The market continues to remain pretty volatile, where both our up days and our down days remain of epic proportion. Moves of greater than 5% during a single day are rare, but these days, they are commonplace.
In such a volatile environment, we may well expect that there will be some bad news that jolts us downward, and while we may wish to sidestep these moves if we are adept enough, few investors really have the skills to confidently trade these moves, to be in and out of their positions often enough and quickly enough to take advantage of these back and forth moves.
However, when the mood decidedly turns, like it did back in February to the downside, and more recently to the upside, this is something we all can use, and if we do see another reversal like this, we may wish to act.
This rally has been based not upon next quarter’s expectations, but expectations further out than this, when all of this is long behind us. This is what is behind the upward turn that we have seen, the fact that investors saw a lot of value with the depressed prices that we saw, seeing how much of a bargain these stocks were compared to where they will be once we all return to good health.
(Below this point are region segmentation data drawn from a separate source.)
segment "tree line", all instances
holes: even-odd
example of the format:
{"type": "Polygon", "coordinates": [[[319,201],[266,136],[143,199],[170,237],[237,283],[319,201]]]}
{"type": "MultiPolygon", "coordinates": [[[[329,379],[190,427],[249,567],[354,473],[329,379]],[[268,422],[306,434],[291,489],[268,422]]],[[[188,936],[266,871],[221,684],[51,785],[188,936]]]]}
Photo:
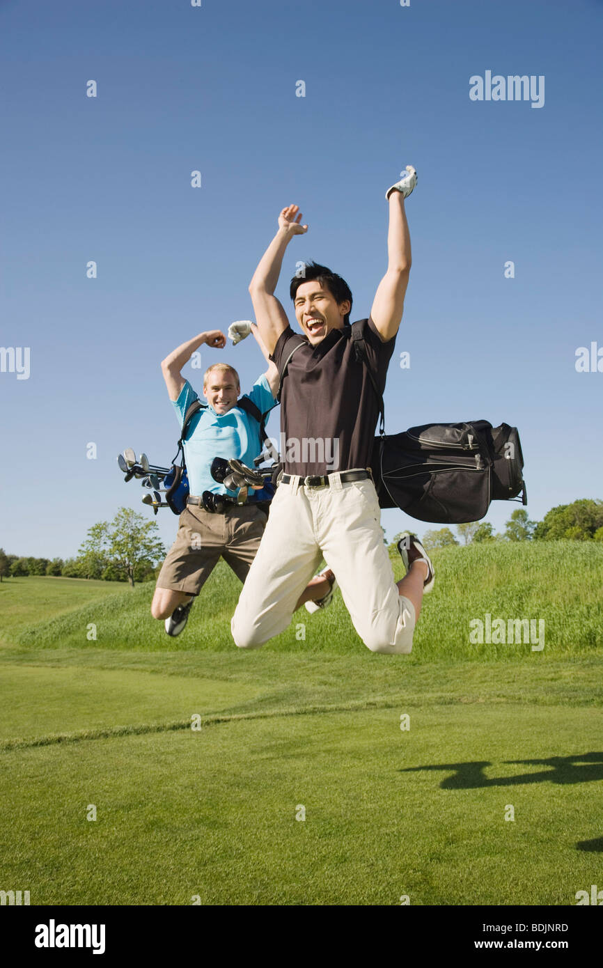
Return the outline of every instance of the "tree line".
{"type": "Polygon", "coordinates": [[[0,581],[9,576],[53,575],[129,582],[134,587],[155,578],[165,557],[155,522],[122,507],[111,522],[101,521],[88,529],[76,558],[23,558],[0,548],[0,581]]]}
{"type": "MultiPolygon", "coordinates": [[[[456,535],[449,528],[425,531],[426,548],[467,545],[492,541],[603,541],[603,500],[584,498],[571,504],[552,507],[542,521],[530,521],[525,508],[517,508],[497,533],[488,521],[457,525],[456,535]]],[[[393,544],[400,538],[397,534],[393,544]]]]}
{"type": "MultiPolygon", "coordinates": [[[[525,508],[517,508],[496,533],[487,522],[457,525],[456,535],[449,528],[425,531],[426,548],[467,545],[492,541],[603,541],[603,500],[581,499],[571,504],[551,508],[539,522],[530,521],[525,508]]],[[[389,549],[397,554],[396,534],[389,549]]],[[[166,549],[154,521],[122,507],[111,522],[102,521],[88,529],[76,558],[24,558],[7,555],[0,548],[0,582],[3,578],[25,575],[53,575],[63,578],[97,578],[111,582],[146,582],[157,577],[166,549]]]]}

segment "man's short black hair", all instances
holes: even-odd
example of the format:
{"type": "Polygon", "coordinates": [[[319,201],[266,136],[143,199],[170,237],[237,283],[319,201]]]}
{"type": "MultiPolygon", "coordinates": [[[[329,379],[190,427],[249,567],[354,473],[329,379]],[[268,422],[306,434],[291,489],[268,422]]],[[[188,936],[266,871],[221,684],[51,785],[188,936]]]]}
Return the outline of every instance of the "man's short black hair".
{"type": "MultiPolygon", "coordinates": [[[[349,311],[351,312],[351,291],[346,280],[338,276],[336,272],[331,272],[326,265],[319,265],[317,262],[306,262],[303,268],[300,268],[299,272],[293,276],[289,286],[291,299],[295,301],[297,289],[302,283],[310,283],[315,279],[329,290],[338,306],[348,299],[349,311]]],[[[344,317],[344,324],[349,325],[349,313],[344,317]]]]}

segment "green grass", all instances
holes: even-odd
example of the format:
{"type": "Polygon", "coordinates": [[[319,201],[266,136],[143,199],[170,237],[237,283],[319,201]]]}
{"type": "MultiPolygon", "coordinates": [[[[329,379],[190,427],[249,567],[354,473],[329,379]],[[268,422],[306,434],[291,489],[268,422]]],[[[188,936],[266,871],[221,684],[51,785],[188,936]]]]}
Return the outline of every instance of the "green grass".
{"type": "Polygon", "coordinates": [[[0,880],[32,903],[568,904],[596,883],[600,659],[117,657],[0,663],[0,880]]]}
{"type": "MultiPolygon", "coordinates": [[[[472,644],[470,622],[485,620],[487,613],[505,622],[544,620],[544,651],[550,655],[592,654],[603,646],[603,545],[556,541],[453,547],[435,553],[434,563],[436,587],[423,602],[411,662],[531,654],[530,645],[523,642],[472,644]]],[[[402,578],[401,561],[394,562],[394,570],[396,579],[402,578]]],[[[122,586],[114,596],[100,597],[95,591],[96,597],[67,614],[46,618],[45,611],[43,620],[14,628],[10,640],[37,649],[96,644],[104,649],[230,651],[229,622],[240,589],[221,561],[196,602],[185,633],[176,639],[166,640],[163,623],[150,619],[153,584],[147,583],[134,590],[122,586]],[[88,639],[91,623],[96,641],[88,639]]],[[[306,654],[366,650],[339,591],[323,614],[311,617],[299,610],[290,626],[264,648],[306,654]],[[297,637],[302,634],[305,638],[297,637]]]]}
{"type": "Polygon", "coordinates": [[[603,560],[568,544],[438,554],[410,656],[366,650],[341,600],[300,613],[306,642],[239,650],[226,569],[181,640],[150,618],[152,585],[2,583],[0,888],[32,904],[575,904],[603,878],[603,560]],[[467,649],[478,608],[545,615],[544,650],[467,649]]]}
{"type": "Polygon", "coordinates": [[[88,602],[101,600],[127,587],[121,582],[96,582],[85,578],[51,578],[32,575],[4,578],[0,582],[0,634],[11,635],[32,621],[73,612],[88,602]]]}

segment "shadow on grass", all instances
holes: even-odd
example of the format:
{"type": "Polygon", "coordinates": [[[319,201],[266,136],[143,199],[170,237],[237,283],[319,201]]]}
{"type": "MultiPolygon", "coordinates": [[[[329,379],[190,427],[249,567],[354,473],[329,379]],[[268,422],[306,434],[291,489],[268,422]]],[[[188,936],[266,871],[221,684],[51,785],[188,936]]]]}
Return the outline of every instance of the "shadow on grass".
{"type": "MultiPolygon", "coordinates": [[[[486,776],[484,770],[491,767],[488,760],[473,763],[443,763],[440,766],[408,767],[401,773],[418,772],[423,770],[454,770],[439,784],[442,790],[471,790],[476,787],[519,786],[522,783],[590,783],[603,780],[603,753],[582,753],[575,756],[551,756],[547,760],[506,760],[521,766],[545,766],[540,772],[520,773],[517,776],[486,776]]],[[[590,841],[592,842],[592,841],[590,841]]],[[[595,848],[591,848],[595,849],[595,848]]]]}
{"type": "Polygon", "coordinates": [[[587,850],[592,853],[603,852],[603,837],[595,837],[594,840],[579,840],[576,844],[577,850],[587,850]]]}

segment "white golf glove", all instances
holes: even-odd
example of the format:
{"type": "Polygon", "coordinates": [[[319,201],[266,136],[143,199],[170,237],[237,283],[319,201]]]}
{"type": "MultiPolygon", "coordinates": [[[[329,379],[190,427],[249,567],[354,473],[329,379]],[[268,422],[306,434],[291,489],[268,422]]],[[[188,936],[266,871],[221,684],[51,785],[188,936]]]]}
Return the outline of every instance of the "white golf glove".
{"type": "Polygon", "coordinates": [[[232,340],[232,346],[246,339],[252,331],[251,319],[237,319],[228,326],[228,339],[232,340]]]}
{"type": "Polygon", "coordinates": [[[396,182],[395,185],[392,185],[391,188],[387,189],[387,192],[385,193],[386,198],[389,198],[392,192],[400,192],[405,198],[407,198],[412,189],[416,186],[418,175],[411,165],[407,165],[407,170],[401,171],[400,174],[402,175],[400,181],[396,182]]]}

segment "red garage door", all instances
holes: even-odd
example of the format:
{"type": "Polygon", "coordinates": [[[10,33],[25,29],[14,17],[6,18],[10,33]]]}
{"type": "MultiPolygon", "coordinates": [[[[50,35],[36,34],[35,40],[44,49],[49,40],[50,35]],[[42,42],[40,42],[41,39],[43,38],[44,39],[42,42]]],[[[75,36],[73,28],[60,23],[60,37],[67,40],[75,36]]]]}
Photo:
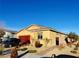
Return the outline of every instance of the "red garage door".
{"type": "Polygon", "coordinates": [[[30,43],[30,35],[19,36],[21,43],[30,43]]]}

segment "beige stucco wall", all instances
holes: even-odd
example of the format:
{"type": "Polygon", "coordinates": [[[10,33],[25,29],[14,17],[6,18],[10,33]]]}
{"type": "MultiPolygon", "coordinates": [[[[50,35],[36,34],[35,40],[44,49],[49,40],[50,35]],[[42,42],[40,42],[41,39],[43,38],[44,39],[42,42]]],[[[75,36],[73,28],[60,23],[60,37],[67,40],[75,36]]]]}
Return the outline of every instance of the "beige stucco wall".
{"type": "MultiPolygon", "coordinates": [[[[24,30],[16,33],[16,37],[18,38],[21,35],[30,35],[30,42],[34,46],[35,42],[38,40],[38,32],[28,31],[28,30],[32,30],[32,29],[39,29],[39,27],[32,26],[28,29],[24,29],[24,30]]],[[[40,43],[43,44],[44,47],[56,45],[56,37],[59,37],[60,44],[65,44],[65,40],[64,40],[65,35],[64,34],[56,33],[56,32],[50,31],[50,30],[41,31],[41,32],[43,35],[43,39],[40,40],[40,43]],[[46,42],[46,39],[48,39],[48,44],[46,42]]]]}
They aren’t forecasting 2020 projected earnings, and then multiplying by some magic number such as 15, and deciding that we are instead headed for a far bigger bear market than we thought. If all of this big money did think this way, then such a thing would happen, because there wouldn’t be anywhere near the buying interest as there has been or is and the fear that is surely to show its ugly face again would reign again as unopposed as it did when this all started.
We need to take warnings such as those from Minerd seriously enough, but at the same time, if we do want to be fundamentalists, we at least need to focus on the fundamentals that really matter, which involve far more than just looking at the earnings calls that are looming.
If we are only playing short-term, as traders do, the short-term game is going to matter, although traders don’t care at all about fundamentals and will just follow the crowd where it leads. If we are focused long-term, we need to be careful to avoid having short-term concerns impact our strategy very much, and investing based upon fundamentals requires that we look as far down the road as we can, further than just the 6 feet that we’re supposed to keep away from each other now. There’s a whole world out there beyond what is right in front of our faces.